Pain is the most common reason patients seek health care in the United States. Use of opioids, steroids, non-steroidal anti-inflammatory drugs, and other analgesics has significantly increased in recent years with opioid prescriptions alone increasing by 60% from 2000 to 2010. Such treatment can be costly and may cause medication dependence and potential abuse.

On June 3rd and 4th, 2015, Samueli Institute hosted its first learning session as part of a breakthrough collaborative to address how chronic pain is managed in today’s heath care system. Eight health care organizations joined Samueli Institute’s leadership team and expert faculty to embark on a seven-month journey to embrace improvements in person-centered chronic pain management.2015PainCollaborative1

Participants represented the following organizations:

  • Bastyr University
  • Essential Integrative Health
  • Fort Belvoir Community Hospital
  • Madigan Army Medical Center
  • Southwest College of Naturopathic Medicine & Health Sciences
  • University of Bridgeport
  • Walter Reed National Military Medical Center
  • Washington DC VA Medical Center

Modeled after the IHI Breakthrough Series Collaborative, the mission of the working group is to achieve major improvement in person-centered, integrative care for patients with chronic pain, resulting in optimized human performance, quality of life, and daily function.

A Focus on Patient Empowerment

Although there are many treatment modalities for pain, the primary treatments continue to be over-the-counter and prescription medications, often in combination with minor or major surgical interventions.

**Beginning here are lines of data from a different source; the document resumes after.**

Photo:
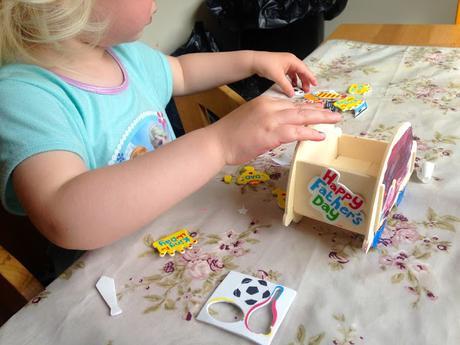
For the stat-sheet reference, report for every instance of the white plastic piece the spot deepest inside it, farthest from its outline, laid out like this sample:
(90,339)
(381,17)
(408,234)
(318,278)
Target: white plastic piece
(425,173)
(106,287)
(298,92)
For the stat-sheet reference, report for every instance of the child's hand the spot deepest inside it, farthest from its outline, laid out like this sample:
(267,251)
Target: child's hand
(264,123)
(276,66)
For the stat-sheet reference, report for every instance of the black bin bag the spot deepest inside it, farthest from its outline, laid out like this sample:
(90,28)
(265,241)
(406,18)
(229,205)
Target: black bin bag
(295,26)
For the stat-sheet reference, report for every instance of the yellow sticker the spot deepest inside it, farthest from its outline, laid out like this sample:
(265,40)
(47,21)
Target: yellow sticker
(228,179)
(249,175)
(280,197)
(348,103)
(328,94)
(359,89)
(176,242)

This collaborative is focused on promoting patient self-care and empowerment, in addition to a cohesive team-based approach to manage chronic pain more effectively, an element that is considered critical to effective pain management.

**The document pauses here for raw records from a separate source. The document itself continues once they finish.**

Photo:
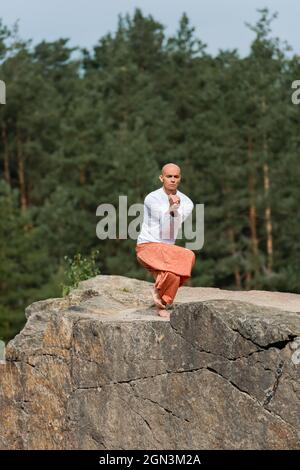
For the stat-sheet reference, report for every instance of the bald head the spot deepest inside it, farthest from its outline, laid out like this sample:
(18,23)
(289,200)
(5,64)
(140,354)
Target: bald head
(170,177)
(169,168)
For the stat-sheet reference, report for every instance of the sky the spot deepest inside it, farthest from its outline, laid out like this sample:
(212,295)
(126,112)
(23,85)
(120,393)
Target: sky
(218,23)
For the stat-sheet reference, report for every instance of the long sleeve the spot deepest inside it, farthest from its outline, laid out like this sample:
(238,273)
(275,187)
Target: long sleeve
(158,224)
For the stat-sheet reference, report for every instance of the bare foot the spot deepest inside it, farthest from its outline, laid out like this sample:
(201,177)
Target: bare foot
(163,313)
(157,300)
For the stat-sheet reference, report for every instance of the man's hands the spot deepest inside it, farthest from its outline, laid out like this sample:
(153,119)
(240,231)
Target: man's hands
(174,203)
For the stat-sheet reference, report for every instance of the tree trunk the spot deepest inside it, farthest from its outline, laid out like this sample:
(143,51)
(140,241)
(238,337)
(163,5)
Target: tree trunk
(6,154)
(21,173)
(267,212)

Participants Set Goals, Establish Metrics

The leadership team, led by faculty chair LTG (ret) Eric Schoomaker, MD, PhD, engaged with the military, veteran, and civilian health center sites at the June learning session. Teams learned specific best practices in integration and heard how the collaborative method can accelerate improvement.

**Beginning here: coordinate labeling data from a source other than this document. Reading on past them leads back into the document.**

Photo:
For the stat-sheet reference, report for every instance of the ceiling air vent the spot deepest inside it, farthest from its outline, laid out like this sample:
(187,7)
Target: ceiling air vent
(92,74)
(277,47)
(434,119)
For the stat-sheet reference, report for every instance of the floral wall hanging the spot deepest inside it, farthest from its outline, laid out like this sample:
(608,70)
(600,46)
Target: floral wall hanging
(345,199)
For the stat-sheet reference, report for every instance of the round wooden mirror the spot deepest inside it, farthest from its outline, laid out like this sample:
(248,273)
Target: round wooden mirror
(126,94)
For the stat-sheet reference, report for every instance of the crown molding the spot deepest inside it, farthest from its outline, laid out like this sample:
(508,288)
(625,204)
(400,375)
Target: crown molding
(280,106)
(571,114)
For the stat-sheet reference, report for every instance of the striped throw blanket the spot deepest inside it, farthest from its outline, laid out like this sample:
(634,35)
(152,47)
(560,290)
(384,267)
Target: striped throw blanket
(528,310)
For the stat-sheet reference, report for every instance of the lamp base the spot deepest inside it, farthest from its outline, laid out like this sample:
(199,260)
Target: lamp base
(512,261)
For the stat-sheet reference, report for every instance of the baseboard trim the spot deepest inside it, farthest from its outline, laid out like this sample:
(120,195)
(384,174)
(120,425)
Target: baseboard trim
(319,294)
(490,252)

Participants worked with their individual teams to develop organization-specific and results-focused aim statements as well as a list of measures that define what each health care team expects to accomplish during the collaborative. Teams left with solid plans for effecting positive change.

The next steps are to move into action; first by testing changes on a small scale, and then expanding the best ideas across their organizations.